Reps. Ed Markey (D-Mass.), Rush Holt (D-N.J.) and Paul Tonko (D-N.Y.) offered the Obtaining Information through Leasing on Money and Disclosure Act (or OIL Money Disclosure Act) as a way to provide transparency and hold oil companies accountable for their potential influence over the political system. The bill would require oil companies to disclose their campaign contributions over the previous five years in order to receive new leases to drill on public land.

“The American people are being asked to lease more and more public lands to the oil companies, but we can’t see what kind of campaign contributions those oil companies are now making to potentially influence the political process in ways that might influence that process," said Rep. Markey, the Ranking Member of the Natural Resources Committee. “

“This bill simply says that, if Big Oil companies want to drill on more of America’s public lands, they owe fair compensation to the American people - not only in dollars, but in responsible corporate citizenship," said Rep. Holt, the Ranking Member of the Energy and Mineral Resources Subcommittee. “They should disclose, clearly and publicly, the money that they are spending to influence our political debate."

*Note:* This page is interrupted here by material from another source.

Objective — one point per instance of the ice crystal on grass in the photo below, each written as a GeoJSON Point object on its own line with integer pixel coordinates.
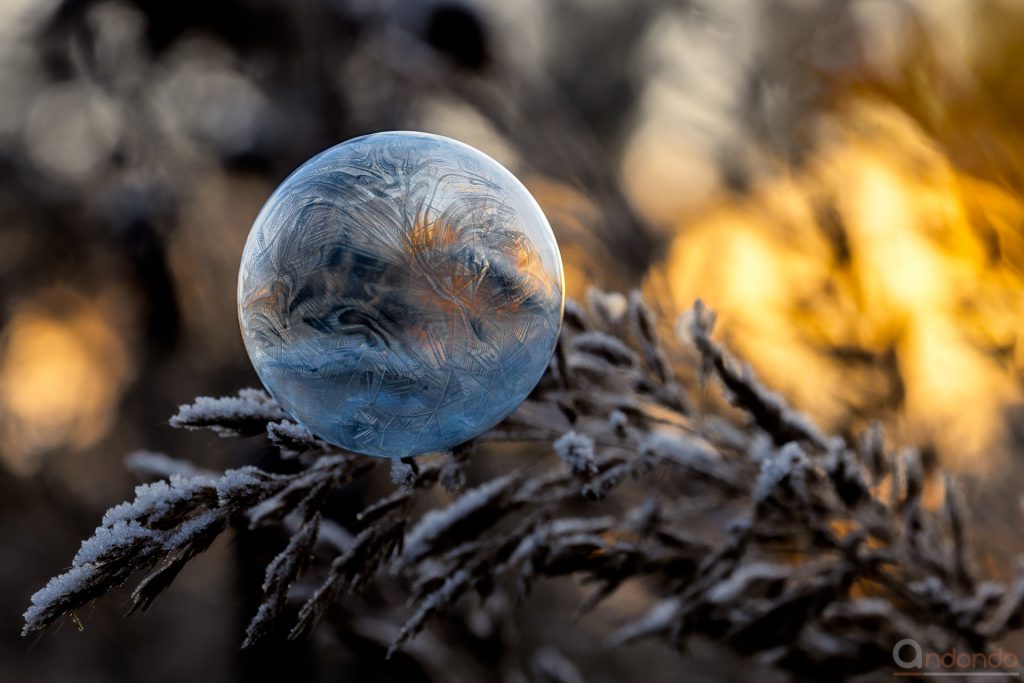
{"type": "Point", "coordinates": [745, 525]}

“We should require corporations who profit from America’s oil and gas resources to tell the American people how those profits are being used in political campaigns," said Rep. Tonko, a member of the Committee. “Big Oil gets paid twice by the American taxpayer - once at the wellhead and again at the pump. The very least we should do is require Big Oil to be transparent and open about who they support at the polls, instead of hiding behind shadowy political attack ads."

Due to the Supreme Court decision in Citizens United, and this week’s Supreme Court dismissal of Montana’s limits on corporate campaign contributions, SuperPAC’s have now remade the American electoral landscape. As of last week, 611 groups organized as Super PACs have reported raising more than $221 million and total independent expenditures of more than $120 million in the current 2012 election cycle. A single super PAC, the pro-Mitt Romney Restore Our Future, has already spent more -- $46.5 million -- than all outside groups combined had spent on independent expenditures by this point in 2008.

Oil companies have been pushing Congress to open up new areas to drill. Last week, Republican lawmakers passed legislation in the House of Representatives that would hand over nearly all of the public lands available to drill to oil companies within a few short years. Yet oil companies already hold tens of millions of acres of land on which they are not drilling, and U.S. oil production on public and private land is at an 18-year high.

During consideration of the legislation last week, House Republicans voted down Democratic amendments to require oil companies to forgo some of the roughly $4 billion in annual tax breaks they currently receive each year. House Republicans also voted down an amendment aimed at requiring oil companies to actually drill on the public lands they currently hold leases on, an amendment to stop allowing the oil companies to drill for free on certain offshore public lands, and an amendment to ban the export of oil and natural gas produce on public lands to Asia, Latin America and other foreign regions.